1. Department of Urology, Peking University First Hospital, Beijing 100034, P.R. China
2. Hereditary Kidney Cancer Research Center, Peking University First Hospital, Beijing 100034, P.R. China
3. Institute of Urology, Peking University, Beijing 100034, P.R. China
4. National Urological Cancer Center, Beijing 100034, P.R. China
5. Department of Urology, Beijing Cancer Hospital, Beijing 100142, P.R. China
6. Beijing Institute for Cancer Research, Beijing 100142, P.R. China
Tribbles pseudokinase 3 (TRIB3) is a member of the mammalian pseudokinase tribbles family and is involved in multiple biological processes. However, the role of TRIB3 in renal cell carcinoma (RCC) remains unclear.
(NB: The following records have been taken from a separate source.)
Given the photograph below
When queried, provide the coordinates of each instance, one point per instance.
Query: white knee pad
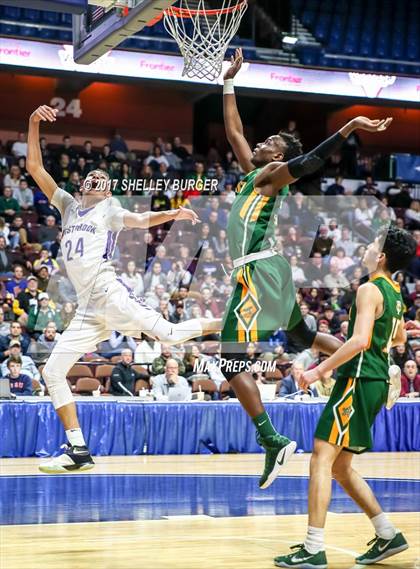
(172, 334)
(58, 387)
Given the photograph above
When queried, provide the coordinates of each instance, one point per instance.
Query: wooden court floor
(198, 541)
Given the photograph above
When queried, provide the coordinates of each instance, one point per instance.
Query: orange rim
(187, 13)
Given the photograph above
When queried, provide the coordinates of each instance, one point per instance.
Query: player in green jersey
(263, 298)
(361, 390)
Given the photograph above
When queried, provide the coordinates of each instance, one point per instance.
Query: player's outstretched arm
(233, 123)
(34, 163)
(367, 301)
(152, 218)
(279, 174)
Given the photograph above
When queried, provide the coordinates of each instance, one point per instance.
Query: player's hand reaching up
(378, 125)
(236, 63)
(44, 113)
(188, 215)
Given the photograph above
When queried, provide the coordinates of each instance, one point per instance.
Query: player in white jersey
(90, 232)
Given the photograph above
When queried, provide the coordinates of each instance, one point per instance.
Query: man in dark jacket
(28, 298)
(123, 376)
(15, 335)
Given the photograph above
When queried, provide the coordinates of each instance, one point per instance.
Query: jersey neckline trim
(394, 284)
(82, 212)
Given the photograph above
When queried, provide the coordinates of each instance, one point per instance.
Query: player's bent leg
(312, 552)
(305, 338)
(388, 540)
(278, 448)
(172, 334)
(71, 346)
(354, 485)
(323, 457)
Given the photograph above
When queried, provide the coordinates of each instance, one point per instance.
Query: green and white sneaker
(302, 559)
(278, 451)
(382, 548)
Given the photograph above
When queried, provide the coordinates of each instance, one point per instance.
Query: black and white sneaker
(73, 459)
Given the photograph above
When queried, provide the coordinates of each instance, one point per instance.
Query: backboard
(107, 23)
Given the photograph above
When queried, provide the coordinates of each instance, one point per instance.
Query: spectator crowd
(187, 275)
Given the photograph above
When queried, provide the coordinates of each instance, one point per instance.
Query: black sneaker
(73, 459)
(382, 549)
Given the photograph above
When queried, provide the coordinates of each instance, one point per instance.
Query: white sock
(383, 527)
(314, 541)
(75, 437)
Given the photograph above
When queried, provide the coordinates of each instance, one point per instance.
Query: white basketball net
(204, 35)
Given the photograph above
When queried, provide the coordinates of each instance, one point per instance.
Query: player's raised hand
(236, 63)
(44, 113)
(378, 125)
(188, 215)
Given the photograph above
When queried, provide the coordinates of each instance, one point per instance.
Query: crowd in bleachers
(184, 277)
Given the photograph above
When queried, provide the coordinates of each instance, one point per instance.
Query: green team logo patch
(343, 411)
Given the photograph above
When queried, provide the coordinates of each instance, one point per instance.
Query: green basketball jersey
(252, 219)
(373, 362)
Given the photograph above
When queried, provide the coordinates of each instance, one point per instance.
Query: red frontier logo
(285, 78)
(371, 84)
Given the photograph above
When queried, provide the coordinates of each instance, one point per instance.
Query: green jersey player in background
(263, 298)
(361, 390)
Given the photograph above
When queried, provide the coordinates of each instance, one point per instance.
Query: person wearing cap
(15, 334)
(29, 296)
(18, 281)
(40, 315)
(45, 260)
(4, 326)
(42, 348)
(28, 364)
(43, 276)
(20, 383)
(333, 320)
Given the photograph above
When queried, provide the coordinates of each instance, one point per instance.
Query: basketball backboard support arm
(90, 46)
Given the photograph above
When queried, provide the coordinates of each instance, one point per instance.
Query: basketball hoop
(203, 35)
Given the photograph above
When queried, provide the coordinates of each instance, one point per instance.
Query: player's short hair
(293, 146)
(399, 248)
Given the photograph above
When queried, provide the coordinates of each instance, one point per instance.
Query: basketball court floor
(190, 512)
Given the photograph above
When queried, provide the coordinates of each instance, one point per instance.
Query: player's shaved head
(280, 147)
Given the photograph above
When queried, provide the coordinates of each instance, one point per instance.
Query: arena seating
(378, 35)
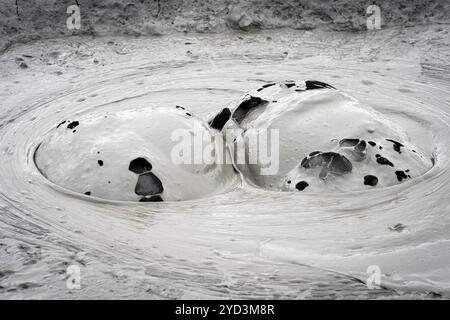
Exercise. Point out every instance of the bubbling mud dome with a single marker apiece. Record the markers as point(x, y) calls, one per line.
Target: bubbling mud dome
point(343, 145)
point(128, 155)
point(86, 127)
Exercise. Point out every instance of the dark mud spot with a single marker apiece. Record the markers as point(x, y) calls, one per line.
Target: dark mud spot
point(401, 175)
point(266, 86)
point(139, 166)
point(289, 84)
point(148, 184)
point(383, 161)
point(370, 180)
point(330, 162)
point(312, 84)
point(397, 145)
point(61, 124)
point(73, 125)
point(247, 105)
point(220, 119)
point(358, 147)
point(151, 199)
point(348, 142)
point(300, 186)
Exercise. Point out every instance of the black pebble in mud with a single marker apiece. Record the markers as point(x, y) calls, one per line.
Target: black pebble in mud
point(148, 184)
point(61, 124)
point(151, 199)
point(219, 120)
point(330, 162)
point(383, 161)
point(139, 165)
point(400, 175)
point(370, 180)
point(312, 84)
point(289, 84)
point(266, 86)
point(250, 103)
point(300, 186)
point(73, 125)
point(397, 145)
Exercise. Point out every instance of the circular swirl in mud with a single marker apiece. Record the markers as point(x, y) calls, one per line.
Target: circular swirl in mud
point(249, 242)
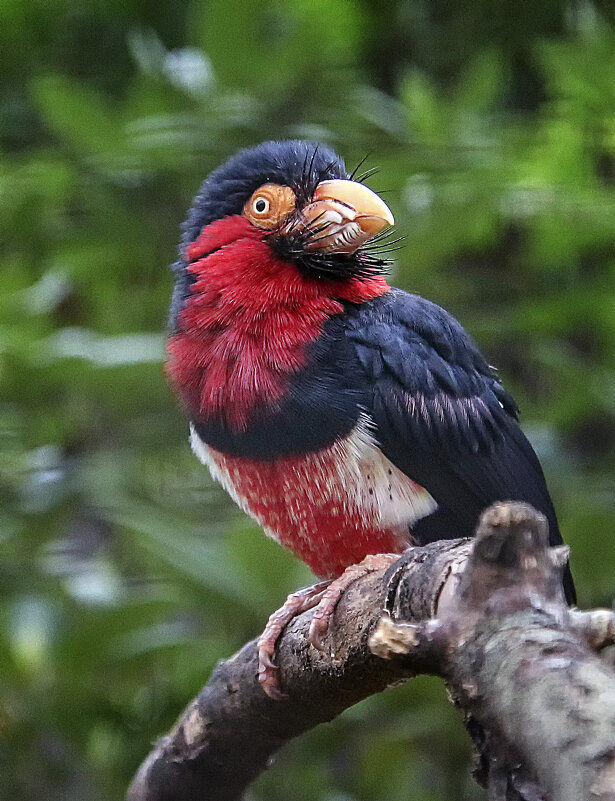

In this study, we aimed to elucidate the biological functions of TRIB3 in RCC and explore its underlying mechanisms. TRIB3 expression and its correlation with clinicopathological features was evaluated in 123 patients with RCC. A series of cytological experiments were performed to clarify the biological functions of TRIB3, and potential molecular regulatory mechanisms were explored using transcriptome sequencing. TRIB3 expression was significantly elevated in RCC tissues compared to that in paracancerous tissues, and high expression of TRIB3 was correlated with both advanced tumor stage and unfavorable prognosis. TRIB3 knockdown markedly inhibited RCC cell proliferation, migration and invasion. Furthermore, overexpression of TRIB3 promoted RCC cell proliferation, migration, invasion and xenograft tumor growth. Notably, TRIB3 expression was modulated by hypoxia-inducible factor-1α (HIF-1α), which enhanced cell viability and invasiveness via targeting the MAPK signaling pathway. This study reveals the potential oncogenic role of TRIB3 in RCC pathogenesis and illustrates the mechanisms underlying TRIB3-mediated tumor progression, providing new insight into the development of TRIB3 as a tumor biomarker and therapeutic target.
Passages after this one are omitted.